Réunion du 9 juillet 2013 à 11h30
Commission de la défense nationale et des forces armées

Christophe Fournier, directeur des plans, des programmes et du budget de la direction générale de l'armement du ministère de la défense :

En guise de préambule, je voudrais souligner le fonctionnement satisfaisant et collégial du copilotage du programme 146, qui me permet de m'exprimer aujourd'hui d'une seule voix avec le général Le Ray.

Nous sommes ici pour vous rendre compte de la gestion de ce programme au cours de l'année 2012, laquelle se présente à bien des égards comme une année de transition. Une démarche de prudence a ainsi été adoptée pour les lancements d'opérations nouvelles et les engagements principaux afin de ne pas préempter les choix du Livre blanc et de la loi de programmation militaire en cours d'élaboration. L'exécution budgétaire 2012 correspond par ailleurs la première année d'utilisation nominale de l'outil comptable Chorus.

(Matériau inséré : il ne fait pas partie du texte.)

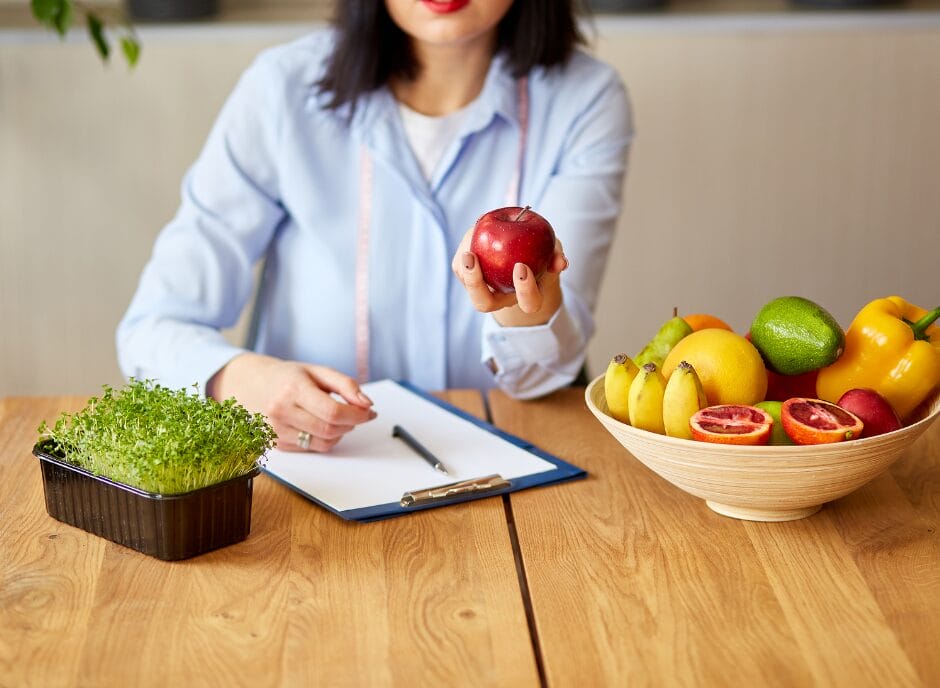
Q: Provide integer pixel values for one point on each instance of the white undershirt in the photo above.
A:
(429, 136)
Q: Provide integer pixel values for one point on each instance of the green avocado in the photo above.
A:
(795, 335)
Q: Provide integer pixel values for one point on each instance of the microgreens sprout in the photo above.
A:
(160, 440)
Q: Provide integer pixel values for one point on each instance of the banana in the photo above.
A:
(683, 397)
(620, 373)
(646, 399)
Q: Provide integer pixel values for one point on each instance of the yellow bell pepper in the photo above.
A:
(893, 347)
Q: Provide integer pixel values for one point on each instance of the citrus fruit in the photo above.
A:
(729, 367)
(778, 436)
(731, 424)
(796, 335)
(814, 421)
(702, 321)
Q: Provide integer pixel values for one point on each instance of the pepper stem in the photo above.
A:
(920, 327)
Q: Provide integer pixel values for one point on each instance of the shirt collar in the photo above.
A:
(499, 98)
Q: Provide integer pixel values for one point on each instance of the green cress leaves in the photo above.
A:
(160, 440)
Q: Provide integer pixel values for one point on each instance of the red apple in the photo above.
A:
(506, 236)
(876, 413)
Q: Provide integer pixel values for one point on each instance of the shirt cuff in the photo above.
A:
(533, 361)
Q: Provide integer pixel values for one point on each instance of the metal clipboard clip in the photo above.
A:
(487, 483)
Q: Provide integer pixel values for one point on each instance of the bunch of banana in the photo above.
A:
(617, 380)
(646, 399)
(642, 397)
(682, 398)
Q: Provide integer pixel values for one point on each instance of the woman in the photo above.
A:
(354, 163)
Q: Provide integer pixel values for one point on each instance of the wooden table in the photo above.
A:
(618, 579)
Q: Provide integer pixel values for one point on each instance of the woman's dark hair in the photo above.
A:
(370, 48)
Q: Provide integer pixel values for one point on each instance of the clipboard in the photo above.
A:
(371, 475)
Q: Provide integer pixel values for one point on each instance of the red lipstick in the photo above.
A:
(445, 7)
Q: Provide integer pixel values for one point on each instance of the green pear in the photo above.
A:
(659, 346)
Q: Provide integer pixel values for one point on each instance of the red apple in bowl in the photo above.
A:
(506, 236)
(876, 413)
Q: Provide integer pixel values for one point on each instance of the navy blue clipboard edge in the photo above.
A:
(562, 472)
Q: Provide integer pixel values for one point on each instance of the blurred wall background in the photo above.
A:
(777, 153)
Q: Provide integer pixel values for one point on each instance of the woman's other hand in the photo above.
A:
(296, 398)
(534, 301)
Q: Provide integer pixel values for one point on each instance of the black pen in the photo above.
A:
(399, 432)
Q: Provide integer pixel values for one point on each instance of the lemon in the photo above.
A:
(730, 368)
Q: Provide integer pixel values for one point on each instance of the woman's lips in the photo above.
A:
(445, 7)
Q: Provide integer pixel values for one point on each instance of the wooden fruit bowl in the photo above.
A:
(765, 483)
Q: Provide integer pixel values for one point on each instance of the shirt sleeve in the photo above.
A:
(582, 201)
(200, 274)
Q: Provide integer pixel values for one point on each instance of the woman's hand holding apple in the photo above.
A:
(510, 264)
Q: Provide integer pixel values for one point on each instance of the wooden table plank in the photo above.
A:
(632, 581)
(307, 599)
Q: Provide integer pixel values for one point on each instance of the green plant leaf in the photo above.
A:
(96, 31)
(131, 49)
(56, 14)
(63, 20)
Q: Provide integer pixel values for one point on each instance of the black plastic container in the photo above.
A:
(167, 527)
(171, 10)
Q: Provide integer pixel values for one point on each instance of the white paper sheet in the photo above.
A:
(370, 467)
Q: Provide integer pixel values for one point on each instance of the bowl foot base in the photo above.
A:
(751, 514)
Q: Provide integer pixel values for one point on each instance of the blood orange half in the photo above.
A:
(732, 424)
(814, 421)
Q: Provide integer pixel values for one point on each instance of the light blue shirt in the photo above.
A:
(279, 179)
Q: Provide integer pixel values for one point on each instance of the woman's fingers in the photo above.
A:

J'aborderai successivement l'exécution budgétaire, la conduite des opérations d'armement, et les indicateurs de performances associés, avant de revenir, à la fin de mon exposé, sur la situation du titre 2 du programme 146.

L'exécution budgétaire est en écart relativement sensible par rapport à la loi de finances initiale (LFI) pour 2012. Cette situation s'explique, pour les engagements, par la phase d'attente que je viens de décrire et, pour les paiements, par diverses mesures d'annulation ou de gage de crédits de paiements prises par des lois de finances rectificatives (LFR) ou des décrets d'avance.

En 2012, les engagements sur le programme 146 ont atteint 6,2 milliards d'euros alors que la prévision initiale s'élevait à 11,4 milliards d'euros. Ce niveau est exceptionnellement bas par rapport aux années précédentes. Sans remonter à l'année 2009 pour laquelle les engagements représentaient plus de 19 milliards d'euros, on peut rappeler qu'en 2010 et 2011 ces montants dépassaient respectivement 9 et 8 milliards. Nous devons y voir la traduction concrète de la mise en oeuvre à l'été 2012 de la phase d'attente que j'ai déjà évoquée. À cet égard, seuls les programmes relevant de la dissuasion ont été totalement exemptés. De nombreux engagements ont en revanche été décalés, comme ceux concernant les missiles anti-navires légers (ANL), le traitement de l'obsolescence des missiles Aster, la réalisation du futur missile antichar MMP, la rénovation des avions Atlantique 2, ou la commande d'hélicoptères NH90 pour l'armée de terre, repoussée en 2013. Globalement, le niveau des engagements a été réduit de 5,2 milliards d'euros. Cette régulation a eu pour effet de diminuer le besoin de paiements sur l'année 2012 de 400 millions, ce qui a contribué à limiter la dérive du report de charges que j'évoquerai ultérieurement.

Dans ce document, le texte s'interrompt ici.